Sitting in her stroller, Paisley Ponte, 2, munched on a big hot dog, her sister, Paidtyn, 9, had French fries while their mom, Jerica Ponte, and her friend Dalila Silva were eating Portuguese sandwiches.

Both adults said they came for supper and the pulled pork cacoila. Silva had another big reason to be there: “Two of the Portuguese Kids are my cousins, she said of Brian Martin and Al Sardinah in the three-man comedy act slated to hit the main stage shortly before 10 p.m.

Another irresistible place to visit was a booth of many prizes under a large tent.

As Angelie De Oliveira, 7 years old, held her large bowl of tightly woven tiny roll-ups, she expertly explained, “There’s a number on some inside, and if you get a number you win a prize. A full bowl is $60,” she said — guaranteeing one wins a vase, a toy plane, a lobster platter, a plate from the Azores.

She looked up, pointed and smiled at the tall stuffed giraffe when asked her favorite prize, and next to it was a 32-inch TV that said it was donated by Mayor Jasiel Correia II.

Angelie’s sister, Sophie, “turning 11,” was also helping with the fundraiser, and watching customers opening dozens of the roll-ups, most of them blank. The two girls will be entering the second and fifth grades at St. Stanislaus School.

Near the main stage where the singer Nadia and her band were playing a range from jazz to ballads, children of all ages were everywhere. Young guys, tweens and teens were high-fiving as they greeted each other. An infant girl in a pink shirt and with long blondish hair delighted her parents as she tottered and wildly waived her arms, the mom used her phone to take it in.

Nadia introduced herself and her band and, after a raucous tune, said they were going to “slow it down. We would love to see you and your loved one up here on the dance floor,” she said.

As the lights began to glow on the nearly 20-foot tall Queen Isabella’s crown, made of fiberglass and hand-painted gold, the wife of feast President Joao Medeiros was outside the power of the holy spirit booth adorned inside with white lilies and roses.

When people come to where it says “glory to the divine,” they see the crown behind them, often put a donation on a plate and kiss the silver scepter with a prayer.

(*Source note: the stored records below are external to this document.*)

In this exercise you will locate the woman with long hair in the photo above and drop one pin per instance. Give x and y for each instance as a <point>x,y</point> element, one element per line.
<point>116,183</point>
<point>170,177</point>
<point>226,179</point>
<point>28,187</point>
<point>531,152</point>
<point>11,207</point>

Ana Medeiros, the president’s wife, handed a woman a bright red “lembranca” — remembrance — ribbon with a gold crown and lettering of this grand event in “Fall River, MA, USA.”

“I’m sorry about your dad,” Medeiros told a woman she hugged and gave the ribbon.

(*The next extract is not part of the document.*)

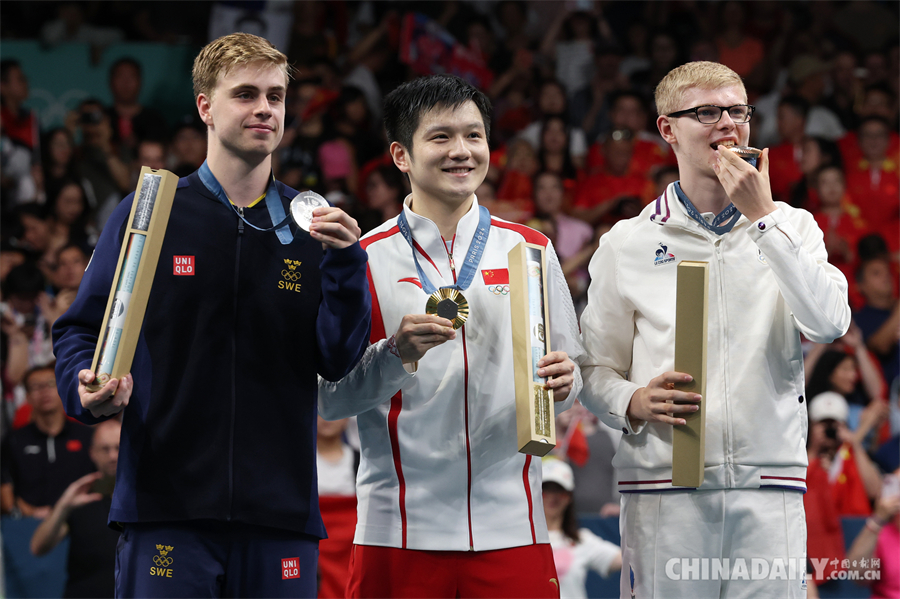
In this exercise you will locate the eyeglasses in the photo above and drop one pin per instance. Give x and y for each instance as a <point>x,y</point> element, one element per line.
<point>710,114</point>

Medeiros’ husband could not be at the feast when the Queen Isabella crown was lit, surrounding by the names in wood of the nine Azorean Islands.

Joao Medeiros, the first-year feast president, was at Logan Airport in Boston picking up an important guest, she said: Jose C. Bolieiro, president of the Ponta Delgada Municipality in Sao Miguel.

Joe Silva, this year’s feast vice president who was president a few years ago, walked toward the lit crown, describing the multi-day feast he relished. “Today is dedicated to the young people, the new generation,” Silva said as the music of Nadia and her band resounded through Kennedy Park.

He said this younger generation needed to know their Portuguese heritage, as he named the cuisine people of all ages were standing in line to buy, and their traditions that will include Friday night the bishops of Portugal and the Fall River Diocese blessing the food distribution of “pensoes” for the needy.

He said 15 buses from Canada will bring participants this year. He said they expected 300,000 people by the time it was over Sunday night.

Maria and Manuel Pestana of South Attleboro, entering the park, said they come every year except when they are traveling to Portugal and the islands. An older couple, she came to America at age 29 from Sao Miguel, he came at 39 from Madeira.

“It’s the Portuguese tradition,” Maria said. She comes weekly to the Portugalia Marketplace in Fall River.

When they come to the Great Feast of the Holy Ghost, it’s to meet people — and “for the malassadas,” she said.